安倍政権で完遂せよ
―口先だけに終った民主党公約「官僚天下り人事」根絶―


理事・政治評論家  屋山太郎 
 

 「天下り根絶」を掲げた民主党政権が崩壊した第一の原因は、民主党が天下り先ひとつ潰すことなく消費税の増税に走ったことである。そのあとを襲った安倍政権は「天下り根絶」という国民の願望が依然として存在していることを強く認識すべきだ。国会終盤になって稲田朋美公務員制度改革担当大臣に法案の具体化が指示された。しかしその中身は極めて曖昧で、6年前の安倍政権で甘利明行革担当相が国会に提出したものより質的に、全く劣っている。
 天下り根絶といってもキャリア官僚の天下り先を即潰せば、ことが済むというようなものではない。次官級、局長級、審議官級とキャリアが上がっていくたびに、同期のキャリアを放出しなければならない。天下りポストはキャリア組の人事異動にとって不可欠なものなのだ。
 そこで第一次安倍政権では、全員が定年まで勤務できるが、幹部約600人については降格、減給もある形を考えてきた。この600人について、当時の甘利行革担当相は内閣に「内閣人事局」を設置して、総務省や人事院の人事権を移管するとした。
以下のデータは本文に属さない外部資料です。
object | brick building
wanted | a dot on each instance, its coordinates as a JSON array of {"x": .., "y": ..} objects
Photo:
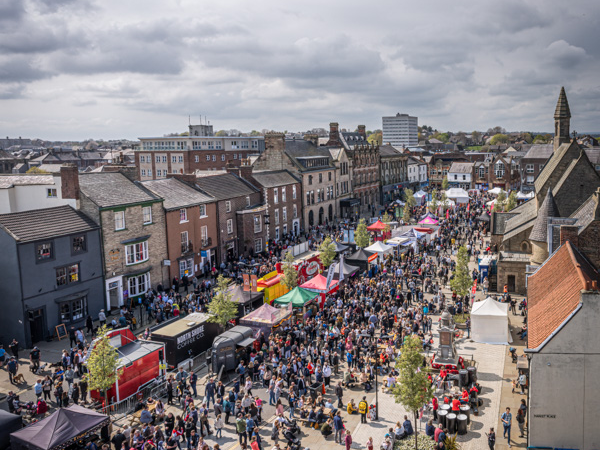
[
  {"x": 191, "y": 220},
  {"x": 241, "y": 215},
  {"x": 133, "y": 232}
]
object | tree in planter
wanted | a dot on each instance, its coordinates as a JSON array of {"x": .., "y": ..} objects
[
  {"x": 290, "y": 275},
  {"x": 327, "y": 252},
  {"x": 413, "y": 390},
  {"x": 461, "y": 282},
  {"x": 103, "y": 364},
  {"x": 221, "y": 308},
  {"x": 361, "y": 236}
]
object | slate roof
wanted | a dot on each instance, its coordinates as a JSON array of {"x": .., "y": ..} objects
[
  {"x": 554, "y": 292},
  {"x": 539, "y": 233},
  {"x": 274, "y": 178},
  {"x": 176, "y": 194},
  {"x": 225, "y": 186},
  {"x": 8, "y": 181},
  {"x": 40, "y": 224},
  {"x": 109, "y": 189}
]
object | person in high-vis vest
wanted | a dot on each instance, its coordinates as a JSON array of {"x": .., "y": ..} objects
[{"x": 363, "y": 407}]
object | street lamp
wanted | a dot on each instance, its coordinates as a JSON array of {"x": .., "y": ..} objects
[{"x": 367, "y": 335}]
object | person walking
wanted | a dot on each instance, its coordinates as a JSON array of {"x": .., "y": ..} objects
[
  {"x": 491, "y": 438},
  {"x": 507, "y": 422}
]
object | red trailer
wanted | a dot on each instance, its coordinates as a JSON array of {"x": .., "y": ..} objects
[{"x": 142, "y": 361}]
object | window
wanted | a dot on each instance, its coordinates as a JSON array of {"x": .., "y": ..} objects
[
  {"x": 147, "y": 213},
  {"x": 136, "y": 253},
  {"x": 138, "y": 285},
  {"x": 78, "y": 244},
  {"x": 182, "y": 215},
  {"x": 73, "y": 311},
  {"x": 120, "y": 220},
  {"x": 257, "y": 224},
  {"x": 67, "y": 275},
  {"x": 44, "y": 251}
]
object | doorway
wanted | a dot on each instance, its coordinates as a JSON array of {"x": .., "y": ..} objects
[
  {"x": 36, "y": 323},
  {"x": 510, "y": 281}
]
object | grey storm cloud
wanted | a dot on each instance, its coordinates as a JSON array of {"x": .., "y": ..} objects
[{"x": 459, "y": 65}]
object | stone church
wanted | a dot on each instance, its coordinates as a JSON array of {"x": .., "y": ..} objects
[{"x": 566, "y": 202}]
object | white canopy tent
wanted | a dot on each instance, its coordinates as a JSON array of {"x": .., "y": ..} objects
[
  {"x": 458, "y": 195},
  {"x": 489, "y": 322}
]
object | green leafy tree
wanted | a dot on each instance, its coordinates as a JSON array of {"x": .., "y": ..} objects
[
  {"x": 103, "y": 364},
  {"x": 413, "y": 390},
  {"x": 361, "y": 236},
  {"x": 445, "y": 184},
  {"x": 221, "y": 308},
  {"x": 461, "y": 282},
  {"x": 327, "y": 252},
  {"x": 290, "y": 275},
  {"x": 511, "y": 203},
  {"x": 499, "y": 139}
]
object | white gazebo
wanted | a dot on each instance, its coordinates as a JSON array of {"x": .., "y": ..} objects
[{"x": 489, "y": 322}]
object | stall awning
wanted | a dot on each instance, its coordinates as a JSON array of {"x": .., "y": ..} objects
[{"x": 246, "y": 342}]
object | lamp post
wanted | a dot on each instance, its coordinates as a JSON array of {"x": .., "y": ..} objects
[{"x": 367, "y": 335}]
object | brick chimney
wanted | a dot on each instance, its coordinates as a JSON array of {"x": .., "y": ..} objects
[
  {"x": 334, "y": 134},
  {"x": 569, "y": 233},
  {"x": 313, "y": 138},
  {"x": 69, "y": 181}
]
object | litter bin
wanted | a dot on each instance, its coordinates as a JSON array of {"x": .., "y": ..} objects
[{"x": 315, "y": 390}]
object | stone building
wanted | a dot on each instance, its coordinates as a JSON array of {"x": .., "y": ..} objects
[
  {"x": 191, "y": 220},
  {"x": 134, "y": 240},
  {"x": 567, "y": 181}
]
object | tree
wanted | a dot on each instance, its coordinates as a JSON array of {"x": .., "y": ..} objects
[
  {"x": 512, "y": 202},
  {"x": 35, "y": 169},
  {"x": 412, "y": 390},
  {"x": 327, "y": 252},
  {"x": 103, "y": 364},
  {"x": 461, "y": 282},
  {"x": 445, "y": 184},
  {"x": 221, "y": 308},
  {"x": 290, "y": 275},
  {"x": 361, "y": 236},
  {"x": 499, "y": 139}
]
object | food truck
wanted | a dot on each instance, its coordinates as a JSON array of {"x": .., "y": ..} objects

同法案は麻生内閣の解散によって廃案となったが、内容について麻生氏は「官僚バッシングのようだ」として不満のようだった。
 民主党政権は官僚の抵抗によって「内閣人事局」は設置するものの、人事権の移管は無い、形ばかりのものに堕した。野党の自民党とみんなの党が合同で出したものは財務省の人事に関する権限をも内閣人事局に移すというものだった。
 600人の人事管理を内閣府で行う根拠は「局あって省なし」「省あって国なし」のキャリア官僚の評価を第三者がやれば、600人は常に「国のため」を考えるようになるとの発想だった。当時、農水局長で明らかに失政をした者が次官になったケースがある。「省あって国なし」の姿勢でも咎められないとなれば、皆が自省の次官を手本とするだろう。
 しかし大方の官僚は第三者が人事評価をすること自体を不安だとみる。また政治家も天下り先を創り出すことには反対でも、官僚全体を捉えてバッシングするのは好ましくないと考える。
 米国などでは官僚が所管の業界に天下ることは固く禁じられている。欧州でも民間会社に官僚が天下る例を見たことがない。
 ピラミッド型のキャリア人事を長方形に直さない限り、天下り先を消滅させることはできない。大阪府、大阪市は橋下徹氏の方針で、300万円以上の補助金を出している法人には一切、天下りを禁止することにしたところ、府、市に各70程度あった天下り法人はほぼ半減した。
 しかし稲田担当相の下で纏めつつある公務員制度改革は、天下り先を潰すことと無関係に、幹部公務員の「特別降任」を認めるといった問題に矮小化されているようだ。

                                                                                                                        (平成25年6月19日付静岡新聞『論壇』より転載)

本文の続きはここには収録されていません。